Doctor Doom (left) in Marvel Super Heroes

- Doctor Doom appears as the final boss of The Amazing Spider-Man and Captain America in Dr. Doom's Revenge! (1989).
- Doctor Doom appears in Spider-Man: The Video Game (1991).
- Doctor Doom appears as a boss and playable character in Marvel Super Heroes (1995), voiced by Lorne Kennedy.
- Doctor Doom appears as a boss in Marvel Super Heroes in War of the Gems (1996).
- Doctor Doom appears as a boss in Fantastic Four (1997).
- Doctor Doom appears as a playable character in Marvel vs. Capcom 2: New Age of Heroes (2000), voiced again by Lorne Kennedy.
- Doctor Doom appears in Fantastic Four (2005), voiced by Julian McMahon. Additionally, his comics design appears in bonus levels, voiced by Jim Meskimen.
- Doctor Doom appears as a playable character in the PlayStation Portable version of Marvel Nemesis: Rise of the Imperfects (2005).
- Doctor Doom appears as the final boss of Marvel: Ultimate Alliance (2006), voiced by Clive Revill. This version is the leader of the Masters of Evil.
- Doctor Doom, based on Julian McMahon's portrayal, appears in Fantastic Four: Rise of the Silver Surfer (2007), voiced by Gideon Emery.
- Doctor Doom appears as a playable character in Marvel vs. Capcom 3: Fate of Two Worlds and Ultimate Marvel vs. Capcom 3 (2011), voiced again by Paul Dobson.
- Doctor Doom appears in Marvel Super Hero Squad (2009), voiced by Charlie Adler. This version is the leader of the Lethal Legion.
- Doctor Doom appears in Pinball FX 2 (2010).
- Doctor Doom appears in Marvel Super Hero Squad: The Infinity Gauntlet, voiced again by Charlie Adler.
- Doctor Doom appears as an unlockable playable character in Marvel Super Hero Squad Online, voiced again by Charlie Adler.
- Doctor Doom appears in Marvel Super Hero Squad: Comic Combat, voiced again by Charlie Adler.
- Doctor Doom appears as a boss and unlockable playable character in Marvel Avengers Alliance.
- Doctor Doom appears as a playable character in Marvel Avengers: Battle for Earth, voiced by Fred Tatasciore.
- Doctor Doom appears in LittleBigPlanet via the "Marvel Costume Kit 6" DLC.
- Doctor Doom appears as a boss and unlockable playable character in Marvel Heroes, voiced again by Lex Lang.
- Doctor Doom appears as a playable character and boss in Lego Marvel Super Heroes, voiced again by Fred Tatasciore. This version is a leading member of the Lethal Legion.
- Doctor Doom appears as an unlockable character in Avengers Alliance Tactics.
- Doctor Doom appears as a playable character in Marvel: Future Fight.
- Doctor Doom appears as a playable character in Marvel Contest of Champions.
- Doctor Doom appears as unlockable cosmetic outfits in Fortnite Battle Royale.
- Doctor Doom appears in Marvel Ultimate Alliance 3: The Black Order, voiced again by Maurice LaMarche.

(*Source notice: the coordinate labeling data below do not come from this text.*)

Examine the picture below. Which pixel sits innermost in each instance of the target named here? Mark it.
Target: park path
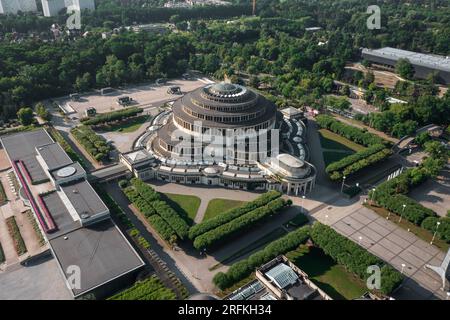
(205, 194)
(403, 250)
(363, 126)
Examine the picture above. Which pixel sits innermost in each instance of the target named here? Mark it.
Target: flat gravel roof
(54, 156)
(100, 251)
(83, 197)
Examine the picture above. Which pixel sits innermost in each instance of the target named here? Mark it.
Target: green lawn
(336, 147)
(327, 274)
(217, 206)
(331, 140)
(187, 206)
(130, 125)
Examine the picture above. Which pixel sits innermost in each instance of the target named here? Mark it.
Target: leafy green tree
(25, 116)
(404, 68)
(42, 111)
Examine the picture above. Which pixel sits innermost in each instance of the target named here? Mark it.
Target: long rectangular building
(14, 6)
(423, 64)
(72, 217)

- Doctor Doom appears in Marvel Snap.
- Doctor Doom appears in Marvel's Midnight Suns, voiced by Graham McTavish.
- Doom and his 2099 counterpart appear as NPCs in Marvel Rivals.
- Doctor Doom appears as a playable character in Marvel Tōkon: Fighting Souls, voiced by SungWon Cho in English, with Takaya Hashi posthumously voicing the character in Japanese. This version leads a team called the Knights of Doom (a namesake team originally debuted in a 2000-2001's four issued alternate universe comic book series Fantastic Four: Big Town), consisting of other villains such as Magneto, Green Goblin, and Carnage.

==Miscellaneous==
- Doctor Doom appears in the 1987 live adaptation of Spider-Man and Mary Jane Watson's wedding.

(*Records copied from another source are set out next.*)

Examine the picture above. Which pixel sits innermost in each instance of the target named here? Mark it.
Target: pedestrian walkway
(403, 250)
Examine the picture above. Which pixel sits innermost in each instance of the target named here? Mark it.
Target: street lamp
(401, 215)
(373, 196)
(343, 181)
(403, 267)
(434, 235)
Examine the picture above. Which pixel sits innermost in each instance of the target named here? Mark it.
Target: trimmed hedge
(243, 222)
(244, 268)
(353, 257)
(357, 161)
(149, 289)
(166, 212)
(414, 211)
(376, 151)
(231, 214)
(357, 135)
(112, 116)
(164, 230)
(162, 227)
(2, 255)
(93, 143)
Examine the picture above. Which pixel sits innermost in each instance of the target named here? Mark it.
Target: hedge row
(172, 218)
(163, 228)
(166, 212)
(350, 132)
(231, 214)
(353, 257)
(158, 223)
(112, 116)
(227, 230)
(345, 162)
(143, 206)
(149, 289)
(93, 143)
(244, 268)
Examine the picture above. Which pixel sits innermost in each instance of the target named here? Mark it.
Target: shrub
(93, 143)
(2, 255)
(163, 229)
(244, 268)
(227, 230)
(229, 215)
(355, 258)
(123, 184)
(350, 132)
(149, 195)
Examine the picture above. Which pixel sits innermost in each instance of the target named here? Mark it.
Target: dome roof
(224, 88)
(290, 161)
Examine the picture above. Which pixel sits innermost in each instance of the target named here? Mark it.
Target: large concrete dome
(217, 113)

- Doctor Doom appears in the novel trilogy X-Men: The Chaos Engine.
- Doctor Doom appears in the comic book prequel for Marvel vs. Capcom 3: Fate of Two Worlds as a member of the Cabal.
- Doctor Doom, based on the Old Man Logan incarnation, appears in Marvel's Wastelanders, voiced by Dylan Baker.
- Doctor Doom appears in the tie-in comic Fortnite x Marvel: Zero War.
- Doctor Doom appears in the BBC radio adaptation of the Spider-Man comics, portrayed by Michael Roberts.
- Doctor Doom appears in the Robot Chicken episode "Monstourage", voiced by Julian McMahon.
- Doctor Doom is depicted on three cards in Magic: The Gathering as part of a crossover with Marvel Comics.